Loose Anti Open Cast Network press release, 5 December 2012
The Loose Anti Opencast Network is broadly in favour of the intention of the Energy Bill to reduce the reliance on coal in the UK‘s energy mix, as this will reduce the need for new surface mine sites in the UK. However it leaves local communities across the UK living on or near to shallow coalfields uncertain about how soon these reforms will result in reducing the risk of opencast mining in their area.
Despite the proposed legislation reducing the demand for coal, developers are proposing to operate at least 23 new surface mines across Britain over the next few years. Some of these proposals are for large, new opencast mines that will have a life span of 12 to 15 years – well into an era when the demand for coal will have fallen by 90 to 95%. Cauldhall, a new proposal  announced by Scottish Coal near Rosewell in Midlothian in Scotland, is for a 10m tonne site covering 495 hectares, to be worked over a twelve and a half year period. Wales too has its monster-mine proposal for the Nant Llesg site near Rhymney in Gwent. Here Miller Argent plans to remove up to 9m tonnes of coal from a 1,200 hectare site over a 15 year period.  These are the two largest opencast mine proposals at present, LAON know of 13 other proposals for England, 2 in Scotland and 5 in Wales.
A recent press release from Business Green suggests that the provisions in the new Energy Bill announced on the 29th November, which will restrict all new generating plants using fossil fuels to a maximum CO2 cap of 450gms per kilowatt hour (KWH) is the ‘death knell for king coal’.  In addition to this, existing coal plants will have to conform to lower emission standards under the new European Integrated Pollution Control Directive for nitrous oxide, sulphur dioxide and dust, which will mean having to make a decision, by the end of next year, to fit expensive new equipment, convert to biomass or be decommissioned by 2023. To nudge the owners of power stations to make the right decision, the Government is introducing its Carbon Tax next year and a new subsidy system which rewards decisions to fully convert existing power stations to biomass rather than encourage ‘new build’ biomass power stations.

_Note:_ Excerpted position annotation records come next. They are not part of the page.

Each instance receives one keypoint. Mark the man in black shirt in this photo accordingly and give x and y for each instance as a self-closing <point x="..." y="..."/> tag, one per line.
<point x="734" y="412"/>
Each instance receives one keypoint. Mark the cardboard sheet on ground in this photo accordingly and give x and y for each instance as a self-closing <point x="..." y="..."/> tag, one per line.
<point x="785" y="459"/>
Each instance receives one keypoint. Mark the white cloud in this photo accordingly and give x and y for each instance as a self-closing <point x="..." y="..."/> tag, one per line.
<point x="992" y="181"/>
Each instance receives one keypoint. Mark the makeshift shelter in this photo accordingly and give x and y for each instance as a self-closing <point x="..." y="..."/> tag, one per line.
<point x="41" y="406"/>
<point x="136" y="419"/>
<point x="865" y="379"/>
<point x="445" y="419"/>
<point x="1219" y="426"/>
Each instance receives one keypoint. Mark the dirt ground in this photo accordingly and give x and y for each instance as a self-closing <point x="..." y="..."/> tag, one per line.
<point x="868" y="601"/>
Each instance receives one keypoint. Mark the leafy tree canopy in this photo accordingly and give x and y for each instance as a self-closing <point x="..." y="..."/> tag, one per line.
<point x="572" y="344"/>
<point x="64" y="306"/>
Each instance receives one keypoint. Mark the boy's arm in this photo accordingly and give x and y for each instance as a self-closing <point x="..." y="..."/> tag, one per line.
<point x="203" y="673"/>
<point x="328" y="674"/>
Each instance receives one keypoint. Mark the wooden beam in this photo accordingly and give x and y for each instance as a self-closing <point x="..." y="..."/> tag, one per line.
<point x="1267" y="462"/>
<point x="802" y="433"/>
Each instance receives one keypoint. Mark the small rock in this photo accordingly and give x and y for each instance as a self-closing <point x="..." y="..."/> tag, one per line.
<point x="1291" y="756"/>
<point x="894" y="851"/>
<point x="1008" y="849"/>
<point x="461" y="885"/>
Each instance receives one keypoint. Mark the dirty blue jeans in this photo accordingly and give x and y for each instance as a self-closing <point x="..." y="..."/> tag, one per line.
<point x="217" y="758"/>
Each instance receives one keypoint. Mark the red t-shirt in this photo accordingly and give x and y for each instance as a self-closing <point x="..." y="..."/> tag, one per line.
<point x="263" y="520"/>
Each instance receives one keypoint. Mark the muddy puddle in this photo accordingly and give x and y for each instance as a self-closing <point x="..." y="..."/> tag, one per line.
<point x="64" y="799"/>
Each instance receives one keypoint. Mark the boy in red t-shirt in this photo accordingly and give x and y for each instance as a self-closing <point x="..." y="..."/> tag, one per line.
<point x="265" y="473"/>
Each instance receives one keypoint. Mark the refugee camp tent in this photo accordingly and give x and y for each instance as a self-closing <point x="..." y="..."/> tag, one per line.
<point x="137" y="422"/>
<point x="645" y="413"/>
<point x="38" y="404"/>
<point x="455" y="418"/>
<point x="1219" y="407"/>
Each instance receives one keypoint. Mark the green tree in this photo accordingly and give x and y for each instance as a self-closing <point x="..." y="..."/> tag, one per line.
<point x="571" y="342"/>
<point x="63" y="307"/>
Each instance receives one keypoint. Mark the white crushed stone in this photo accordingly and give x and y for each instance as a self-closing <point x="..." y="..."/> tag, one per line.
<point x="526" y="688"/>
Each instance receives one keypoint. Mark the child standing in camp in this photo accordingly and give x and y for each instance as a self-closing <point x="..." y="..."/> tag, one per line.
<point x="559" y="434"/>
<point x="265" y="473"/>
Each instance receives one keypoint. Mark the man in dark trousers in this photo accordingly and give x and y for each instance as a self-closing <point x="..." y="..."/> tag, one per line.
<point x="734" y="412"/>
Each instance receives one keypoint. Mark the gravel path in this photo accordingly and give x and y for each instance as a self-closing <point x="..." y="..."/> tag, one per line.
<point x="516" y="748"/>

A recent calculation undertaken by the Department of Energy and Climate Change indicates that these changes will reduce demand for coal to insignificant levels, from the present 40.51mt in 2011, to 28.41mt in 2016 (a fall of 30%), to 9.68mt in 2021 (a fall of 77%)  to 4.06mt in 2026 (a fall of 90%) and 1.96mt in 2030 (a fall of 95% on the 2011 figure).
If permission was granted in 2014 for the Nant Llesg site, by the time the last tonne of coal was dug out, national demand would just be about 1.38mt  tonnes in 2029 and for Caudhall a little higher at 4.06mt tonnes in 2026.
If the demand for coal falls to these levels, will it have been appropriate to have given permission, back in 2014, to have exploited these surface mine sites, especially if, all or part of the site, is a green field site?
LAON hope that the future Parliamentary Debates on this Bill will include discussions about the impact this Bill will have on the Coal Industry, especially the surface mine coal industry and the demand for coal.
In our view, there must come a time when it is no longer thought necessary to allow green field land, in any part of the UK, to be sacrificed on the altar of ‘the national need for coal’ if the country loses its capacity to burn coal.
Communities across Britain, who live on or near the UK’s shallow coalfields in England, Scotland and Wales, will benefit from finding out when coal will lose its priority status in the planning systems of England, Scotland and Wales. We hope that a policy statement confirming the rate at which the use of coal for power generation purposes declines, assuming that there is no viable Carbon Capture and Storage system, will be forthcoming as the Energy Bill makes its way through Parliament.
A referenced version of this press release is available from Infoatlaon@yahoo.com
About LAON
The Loose Anti-Opencast Network (LAON) has been in existence since 2009. It functions as a medium through which to oppose open cast mine applications. At present LAON links individuals and groups in N Ireland (Just Say No to Lignite), Scotland (Coal Action Scotland), Wales (Green Valleys Alliance, The Merthyr Tydfil Anti Opencast Campaign), England, (Coal Action Network), Northumberland, (Whittonstall Action Group, Halton Lea Gate (North Pennine Protection Group )) Co Durham (Pont Valley Network), Leeds, Sheffield (Cowley Residents Action Group), Kirklees, (Skelmansthorpe Action Group)  Nottinghamshire (Shortwood Farm Opencast Opposition), Derbyshire (West Hallum Environment Group, Smalley Action Group and Hilltop Action Group) , Leicestershire (Minorca Opencast Protest Group), Wakefield (Stop Opencast in Sharlston) and Walsall (Alumwell Action Group).